When we spoke this week, they said that one of the most interesting aspects of their growth over the past year has been learning to run a company of that scale.
But they agreed that one of the aspects they are most proud of is their hiring, which has been primarily of engineers and lawyers. In fact, of the company’s 120 employees today, almost half are lawyers – many of them lawyers with big firm or corporate pedigrees – who have been brought on as domain experts.
While it is not unusual for a legal tech startup to hire lawyers, it is typically for either a non-lawyer role as a product manager or salesperson, or it is for a lawyer role as an inhouse counsel.
But Weinberg said that most of Harvey’s lawyers are working in research roles – not to research the law, but to research lawyers’ workflows and processes around specific tasks.
“They’re saying, ‘How would I have done this task when I was at Latham or I was at Kirkland? How did I do disclosure schedules? How did I do case law research? How did I do complex summarization? How did I draft a brief?’ They’re taking all of those tasks and then mapping them onto AI.”
Weinberg and Pereyra talk about this as “process data” – the process by which a lawyer performs a task. When a lawyer sees a case for the first time, or a merger agreement, or an NDA, the lawyer has a process for analyzing that document.
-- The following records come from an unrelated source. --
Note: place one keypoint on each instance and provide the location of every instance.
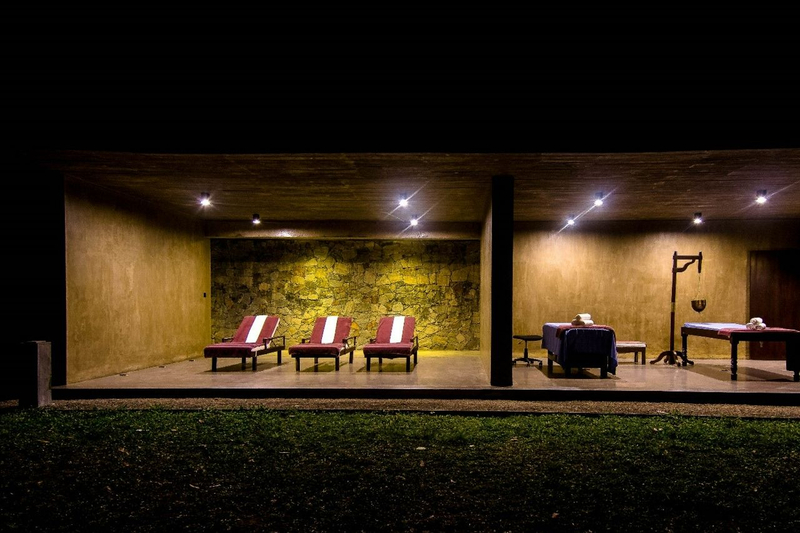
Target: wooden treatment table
(734, 333)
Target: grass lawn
(263, 470)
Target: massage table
(580, 347)
(739, 332)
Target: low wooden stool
(635, 347)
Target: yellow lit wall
(135, 284)
(621, 274)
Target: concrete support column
(502, 279)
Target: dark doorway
(774, 296)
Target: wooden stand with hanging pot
(698, 305)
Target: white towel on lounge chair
(582, 319)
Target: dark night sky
(350, 81)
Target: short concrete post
(34, 390)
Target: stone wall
(435, 281)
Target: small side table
(525, 357)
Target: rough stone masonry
(437, 282)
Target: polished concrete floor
(460, 373)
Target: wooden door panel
(774, 296)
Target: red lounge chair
(395, 338)
(330, 338)
(255, 336)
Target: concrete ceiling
(447, 187)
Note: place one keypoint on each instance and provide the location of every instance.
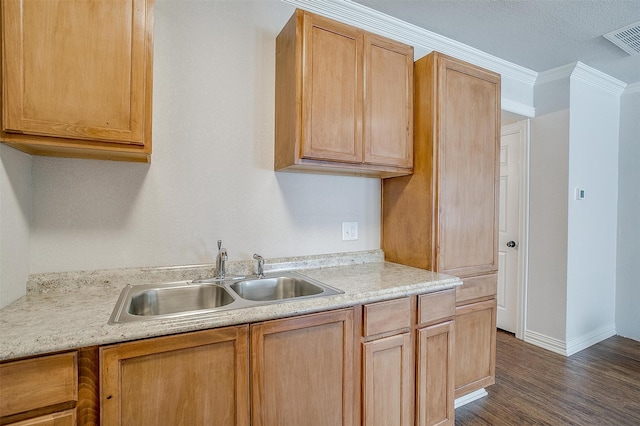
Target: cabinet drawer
(437, 306)
(38, 382)
(480, 287)
(390, 315)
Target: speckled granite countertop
(70, 311)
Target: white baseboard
(574, 345)
(582, 342)
(549, 343)
(470, 397)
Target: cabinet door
(189, 379)
(475, 343)
(64, 418)
(331, 91)
(468, 175)
(78, 70)
(435, 379)
(302, 370)
(388, 384)
(388, 128)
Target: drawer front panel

That is the kind of data they want to build into Harvey, and why they are hiring so many lawyers.
“Lawyers have to be trained for many years to do this, and that data – that process data – isn’t publicly available anywhere,” Weinberg said.
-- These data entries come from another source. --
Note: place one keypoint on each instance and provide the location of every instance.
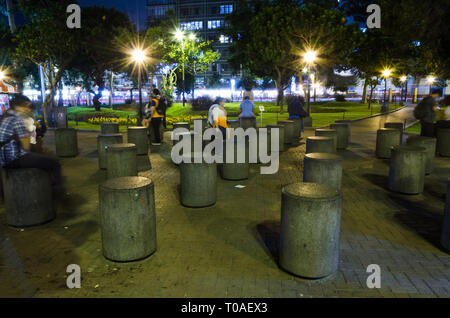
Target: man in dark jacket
(295, 109)
(427, 112)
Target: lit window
(226, 9)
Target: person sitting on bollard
(219, 115)
(425, 111)
(247, 108)
(295, 109)
(15, 142)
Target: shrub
(340, 98)
(202, 103)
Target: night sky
(136, 9)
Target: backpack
(162, 106)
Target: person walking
(295, 109)
(425, 111)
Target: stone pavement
(230, 249)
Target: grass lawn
(323, 113)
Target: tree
(46, 41)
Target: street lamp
(403, 80)
(386, 75)
(309, 58)
(430, 80)
(139, 58)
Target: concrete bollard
(298, 127)
(281, 146)
(181, 125)
(343, 134)
(247, 122)
(323, 168)
(127, 217)
(233, 124)
(27, 196)
(109, 128)
(310, 229)
(66, 142)
(396, 125)
(445, 238)
(102, 142)
(139, 137)
(407, 169)
(203, 122)
(319, 144)
(322, 132)
(198, 182)
(234, 170)
(289, 131)
(386, 139)
(121, 161)
(443, 142)
(429, 144)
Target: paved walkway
(230, 249)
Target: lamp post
(430, 80)
(139, 58)
(404, 93)
(309, 58)
(386, 75)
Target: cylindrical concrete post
(247, 122)
(298, 127)
(386, 139)
(121, 161)
(310, 229)
(28, 196)
(233, 123)
(102, 142)
(109, 128)
(181, 125)
(445, 238)
(429, 144)
(127, 217)
(203, 122)
(407, 169)
(322, 132)
(66, 142)
(281, 133)
(343, 134)
(396, 125)
(320, 144)
(234, 169)
(289, 131)
(323, 168)
(139, 137)
(443, 142)
(198, 182)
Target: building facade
(205, 18)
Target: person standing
(425, 111)
(295, 109)
(219, 117)
(15, 142)
(158, 112)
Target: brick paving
(230, 249)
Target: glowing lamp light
(310, 57)
(386, 73)
(138, 56)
“The thing that’s very important is how you train the AI, and you need a combination of domain experts and AI engineers,” Weinberg said. “I think that there aren’t tons of companies that are doing that at the application layer in any vertical right now – I think the thing that’s missing in a lot of these companies is the domain experts.”
But while much of the focus so far of these lawyers on its staff has been on building custom models for large firms, Weinberg and Pereyra said they wanted to expand access to their technology, which is the reason for the new products they will be launching in the third quarter.
“A lot of the firms out there, they can’t afford to do these large, massive customizations,” Weinberg said, “so let’s build things for them that they can also use and that are great as well.”
That commercialization will be rolled out in stages, beginning with the case law models and the Vault product. Next will come the generally available bundles of products. Towards the end of this year or early next year, they will introduce a self-service model.
Of course, all the while, they will continue to offer customizations for large enterprise customers.
A question I hear often is how Harvey compares to CoCounsel, the Thomson Reuters legal AI assistant, and so I put that question to Weinberg and Pereyra.
There are two main differences, they said. One is the customization they are doing for larger law firms, something that TR does not offer with CoCounsel.
The other is the approach they are taking to building their product. On the backend, they have trained multiple models for specific tasks and then, effectively, chained them together, so there is a model for clause extraction and a different model to handle a specific type of query.
“It’s actually similar to how a law firm works, where you have a request from the client and then the partner breaks that request into ten other requests and sends it to a specialized person who does that task, and then they all combine those together,” Weinberg said. “That’s what’s happening on the back end.”
Commitment to A2J
I mentioned above Harvey’s partnership with the courts in Singapore to assist pro se litigants there, and Weinberg and Pereyra say they are committed to serving access to justice on an even broader scale.
They said they will give their product for free to court systems or A2J organizations. “This is something we want to do a lot more and in the U.S. too, to build these systems and then give them to the court for free.”